From 6c6a03a3750b1a895ede85492a27856c06f932d0 Mon Sep 17 00:00:00 2001
From: jjallaire-aisi <joseph.allaire@dsit.gov.uk>
Date: Thu, 10 Oct 2024 05:25:14 -0400
Subject: [PATCH] Add `fail_on_error` option for `eval_retry()` and `inspect
 eval-retry` (#682)

Co-authored-by: aisi-inspect <166920645+aisi-inspect@users.noreply.github.com>
---
 CHANGELOG.md                 |  3 ++-
 src/inspect_ai/_cli/eval.py  | 31 +++++++++++++++++++++++++++++--
 src/inspect_ai/_eval/eval.py | 17 ++++++++++++++++-
 tests/test_fail_on_error.py  | 19 ++++++++++++++++++-
 4 files changed, 65 insertions(+), 5 deletions(-)

diff --git a/CHANGELOG.md b/CHANGELOG.md
index cdcd30216..45cc37cdd 100644
--- a/CHANGELOG.md
+++ b/CHANGELOG.md
@@ -12,7 +12,8 @@
 - Allow resolution of any sandbox name when there is only a single environment.
 - Introduce `--log-level-transcript` option for separate control of log entries recorded in the eval log file
 - Improve mime type detection for image content encoding (fixes issues w/ webp images). 
-- Fix memory leak in Inspect View worker-based JSON parsing
+- Fix memory leak in Inspect View worker-based JSON parsing.
+- Add `fail_on_error` option for `eval_retry()` and `inspect eval-retry`.
 
 ## v0.3.40 (6 October 2024)
 
diff --git a/src/inspect_ai/_cli/eval.py b/src/inspect_ai/_cli/eval.py
index ef88ccfe0..dffccad1b 100644
--- a/src/inspect_ai/_cli/eval.py
+++ b/src/inspect_ai/_cli/eval.py
@@ -29,7 +29,9 @@
     "Maximum number of subprocesses to run in parallel (default is os.cpu_count())"
 )
 NO_SANDBOX_CLEANUP_HELP = "Do not cleanup sandbox environments after task completes"
+FAIL_ON_ERROR_HELP = "Threshold of sample errors to tolerage (by default, evals fail when any error occurs). Value between 0 to 1 to set a proportion; value greater than 1 to set a count."
 NO_LOG_SAMPLES_HELP = "Do not include samples in the log file."
+NO_FAIL_ON_ERROR_HELP = "Do not fail the eval if errors occur within samples (instead, continue running other samples)"
 LOG_IMAGES_HELP = (
     "Include base64 encoded versions of filename or URL based images in the log file."
 )
@@ -175,7 +177,7 @@ def eval_options(func: Callable[..., Any]) -> Callable[..., click.Context]:
         type=float,
         is_flag=False,
         flag_value=0.0,
-        help="Threshold of sample errors to tolerage (by default, evals fail when any error occurs).
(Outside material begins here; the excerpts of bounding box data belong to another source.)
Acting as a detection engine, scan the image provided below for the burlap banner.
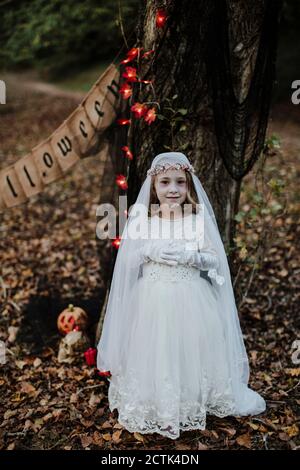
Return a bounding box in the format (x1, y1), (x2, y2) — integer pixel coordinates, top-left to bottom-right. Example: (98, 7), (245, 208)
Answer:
(0, 64), (120, 212)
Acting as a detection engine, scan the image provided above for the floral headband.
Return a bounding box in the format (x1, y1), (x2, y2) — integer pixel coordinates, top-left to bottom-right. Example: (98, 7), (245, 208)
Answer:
(147, 163), (195, 176)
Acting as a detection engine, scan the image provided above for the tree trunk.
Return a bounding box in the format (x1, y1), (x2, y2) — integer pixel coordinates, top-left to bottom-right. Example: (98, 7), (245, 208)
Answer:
(95, 0), (280, 342)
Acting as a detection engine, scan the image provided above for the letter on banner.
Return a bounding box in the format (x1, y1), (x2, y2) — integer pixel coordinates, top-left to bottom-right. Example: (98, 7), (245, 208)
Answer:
(14, 153), (44, 197)
(0, 165), (27, 207)
(50, 121), (80, 173)
(0, 188), (6, 213)
(66, 106), (95, 156)
(84, 64), (120, 131)
(32, 138), (63, 184)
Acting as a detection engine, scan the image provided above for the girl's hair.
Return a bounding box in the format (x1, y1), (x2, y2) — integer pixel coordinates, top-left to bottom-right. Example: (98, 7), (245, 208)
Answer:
(148, 170), (200, 217)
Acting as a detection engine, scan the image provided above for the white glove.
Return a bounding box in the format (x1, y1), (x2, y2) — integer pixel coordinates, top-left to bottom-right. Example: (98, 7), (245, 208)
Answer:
(139, 241), (178, 266)
(169, 245), (225, 285)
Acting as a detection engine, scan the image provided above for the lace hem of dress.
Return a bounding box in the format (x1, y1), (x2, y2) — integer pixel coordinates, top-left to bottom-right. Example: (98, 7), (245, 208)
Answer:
(108, 370), (235, 439)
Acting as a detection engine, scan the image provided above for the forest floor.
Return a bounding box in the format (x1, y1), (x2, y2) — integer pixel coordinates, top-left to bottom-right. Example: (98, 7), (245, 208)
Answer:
(0, 71), (300, 451)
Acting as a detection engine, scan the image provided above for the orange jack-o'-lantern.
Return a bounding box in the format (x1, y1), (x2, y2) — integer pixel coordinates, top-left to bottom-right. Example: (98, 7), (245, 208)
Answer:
(57, 304), (88, 334)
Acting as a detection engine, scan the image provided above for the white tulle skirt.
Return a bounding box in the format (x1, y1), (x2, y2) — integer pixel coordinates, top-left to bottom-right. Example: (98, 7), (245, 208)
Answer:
(108, 262), (265, 439)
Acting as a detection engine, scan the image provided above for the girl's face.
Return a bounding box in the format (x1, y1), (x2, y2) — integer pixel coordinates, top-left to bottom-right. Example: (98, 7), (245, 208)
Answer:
(154, 169), (187, 207)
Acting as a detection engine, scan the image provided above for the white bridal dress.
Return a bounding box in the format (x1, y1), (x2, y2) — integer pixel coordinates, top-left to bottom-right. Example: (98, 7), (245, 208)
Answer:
(102, 214), (265, 439)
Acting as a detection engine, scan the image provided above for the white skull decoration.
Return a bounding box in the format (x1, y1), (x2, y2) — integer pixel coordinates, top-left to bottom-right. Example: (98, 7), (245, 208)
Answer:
(57, 330), (88, 363)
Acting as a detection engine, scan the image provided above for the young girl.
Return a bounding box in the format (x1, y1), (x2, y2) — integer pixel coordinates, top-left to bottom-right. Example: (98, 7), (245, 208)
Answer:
(97, 152), (266, 439)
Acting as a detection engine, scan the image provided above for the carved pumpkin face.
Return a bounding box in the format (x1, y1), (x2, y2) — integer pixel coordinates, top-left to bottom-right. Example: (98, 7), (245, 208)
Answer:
(57, 304), (88, 334)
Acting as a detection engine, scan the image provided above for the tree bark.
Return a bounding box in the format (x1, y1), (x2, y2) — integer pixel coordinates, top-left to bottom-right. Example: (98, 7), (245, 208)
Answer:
(95, 0), (279, 342)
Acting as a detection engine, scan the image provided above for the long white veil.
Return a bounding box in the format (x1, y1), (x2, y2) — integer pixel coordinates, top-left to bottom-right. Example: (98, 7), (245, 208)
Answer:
(97, 152), (249, 410)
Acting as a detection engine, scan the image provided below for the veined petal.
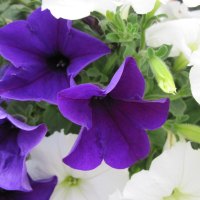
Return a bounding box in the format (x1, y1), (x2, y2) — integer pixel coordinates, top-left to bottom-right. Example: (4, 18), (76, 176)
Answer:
(105, 57), (145, 100)
(183, 0), (200, 7)
(64, 101), (149, 170)
(117, 99), (169, 130)
(13, 177), (57, 200)
(0, 110), (47, 191)
(0, 66), (69, 104)
(64, 28), (110, 77)
(58, 84), (104, 128)
(63, 125), (103, 170)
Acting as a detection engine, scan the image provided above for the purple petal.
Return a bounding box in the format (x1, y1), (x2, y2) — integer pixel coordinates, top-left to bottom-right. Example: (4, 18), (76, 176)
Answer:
(0, 9), (69, 67)
(0, 66), (69, 104)
(63, 127), (103, 170)
(64, 102), (150, 170)
(127, 99), (169, 130)
(62, 28), (110, 77)
(57, 84), (104, 128)
(106, 57), (145, 100)
(0, 109), (47, 191)
(0, 9), (109, 104)
(10, 177), (57, 200)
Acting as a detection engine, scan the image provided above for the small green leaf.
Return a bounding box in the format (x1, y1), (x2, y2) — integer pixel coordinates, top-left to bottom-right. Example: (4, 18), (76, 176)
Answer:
(174, 124), (200, 143)
(170, 99), (187, 116)
(43, 105), (72, 134)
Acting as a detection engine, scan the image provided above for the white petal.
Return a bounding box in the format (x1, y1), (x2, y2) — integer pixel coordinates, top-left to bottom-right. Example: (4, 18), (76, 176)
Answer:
(146, 18), (200, 59)
(156, 1), (190, 21)
(82, 166), (129, 200)
(179, 143), (200, 195)
(109, 190), (124, 200)
(150, 142), (188, 188)
(123, 170), (173, 200)
(130, 0), (156, 14)
(50, 187), (86, 200)
(27, 132), (77, 179)
(190, 66), (200, 104)
(183, 0), (200, 7)
(42, 0), (94, 20)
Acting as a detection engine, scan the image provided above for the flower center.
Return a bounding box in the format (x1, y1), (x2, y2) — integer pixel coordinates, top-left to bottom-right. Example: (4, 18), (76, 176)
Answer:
(163, 188), (190, 200)
(60, 176), (80, 187)
(47, 53), (70, 71)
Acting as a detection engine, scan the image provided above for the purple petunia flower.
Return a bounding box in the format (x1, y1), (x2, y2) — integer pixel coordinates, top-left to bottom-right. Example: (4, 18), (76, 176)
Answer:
(0, 177), (57, 200)
(58, 57), (169, 170)
(0, 9), (110, 104)
(0, 108), (47, 191)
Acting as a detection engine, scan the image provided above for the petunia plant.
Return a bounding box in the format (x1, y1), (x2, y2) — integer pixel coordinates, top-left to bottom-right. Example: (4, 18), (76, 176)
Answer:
(0, 0), (200, 200)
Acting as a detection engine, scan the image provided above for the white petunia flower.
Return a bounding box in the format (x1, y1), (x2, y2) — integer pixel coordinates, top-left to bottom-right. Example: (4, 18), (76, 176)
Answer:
(42, 0), (168, 20)
(27, 132), (128, 200)
(146, 18), (200, 61)
(110, 142), (200, 200)
(189, 65), (200, 104)
(183, 0), (200, 7)
(146, 18), (200, 103)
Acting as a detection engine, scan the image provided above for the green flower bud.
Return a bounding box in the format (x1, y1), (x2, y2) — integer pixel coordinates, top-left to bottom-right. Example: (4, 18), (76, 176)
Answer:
(149, 55), (176, 94)
(173, 53), (189, 72)
(174, 124), (200, 143)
Value between 0 to 1 to set a proportion; value greater than 1 to set a count.",
+        help=FAIL_ON_ERROR_HELP,
         envvar="INSPECT_EVAL_FAIL_ON_ERROR",
     )
     @click.option(
@@ -183,7 +185,7 @@ def eval_options(func: Callable[..., Any]) -> Callable[..., click.Context]:
         type=bool,
         is_flag=True,
         default=False,
-        help="Do not fail the eval if errors occur within samples (instead, continue running other samples)",
+        help=NO_FAIL_ON_ERROR_HELP,
         envvar="INSPECT_EVAL_NO_FAIL_ON_ERROR",
     )
     @click.option(
@@ -755,6 +757,22 @@ def parse_comma_separated(value: str | None) -> list[str] | None:
     help="Trace message interactions with evaluated model to terminal.",
     envvar="INSPECT_EVAL_TRACE",
 )
+@click.option(
+    "--fail-on-error",
+    type=float,
+    is_flag=False,
+    flag_value=0.0,
+    help=FAIL_ON_ERROR_HELP,
+    envvar="INSPECT_EVAL_FAIL_ON_ERROR",
+)
+@click.option(
+    "--no-fail-on-error",
+    type=bool,
+    is_flag=True,
+    default=False,
+    help=NO_FAIL_ON_ERROR_HELP,
+    envvar="INSPECT_EVAL_NO_FAIL_ON_ERROR",
+)
 @click.option(
     "--no-log-samples",
     type=bool,
@@ -798,6 +816,8 @@ def eval_retry_command(
     max_subprocesses: int | None,
     no_sandbox_cleanup: bool | None,
     trace: bool | None,
+    fail_on_error: bool | float | None,
+    no_fail_on_error: bool | None,
     no_log_samples: bool | None,
     log_images: bool | None,
     log_buffer: int | None,
@@ -817,6 +837,12 @@ def eval_retry_command(
     log_images = True if log_images else None
     score = False if no_score else True
 
+    # resolve fail_on_error
+    if no_fail_on_error is True:
+        fail_on_error = False
+    elif fail_on_error == 0.0:
+        fail_on_error = True
+
     # resolve log file
     retry_log_files = [
         log_file_info(filesystem(log_file).info(log_file)) for log_file in log_files
@@ -833,6 +859,7 @@ def eval_retry_command(
         max_subprocesses=max_subprocesses,
         sandbox_cleanup=sandbox_cleanup,
         trace=trace,
+        fail_on_error=fail_on_error,
         debug_errors=kwargs["debug_errors"],
         log_samples=log_samples,
         log_images=log_images,
diff --git a/src/inspect_ai/_eval/eval.py b/src/inspect_ai/_eval/eval.py
index 0591d4b17..242bc4a12 100644
--- a/src/inspect_ai/_eval/eval.py
+++ b/src/inspect_ai/_eval/eval.py
@@ -402,6 +402,7 @@ def eval_retry(
     max_subprocesses: int | None = None,
     sandbox_cleanup: bool | None = None,
     trace: bool | None = None,
+    fail_on_error: bool | float | None = None,
     debug_errors: bool | None = None,
     log_samples: bool | None = None,
     log_images: bool | None = None,
@@ -430,6 +431,10 @@ def eval_retry(
         sandbox_cleanup (bool | None): Cleanup sandbox environments after task completes
            (defaults to True)
         trace (bool | None): Trace message interactions with evaluated model to terminal.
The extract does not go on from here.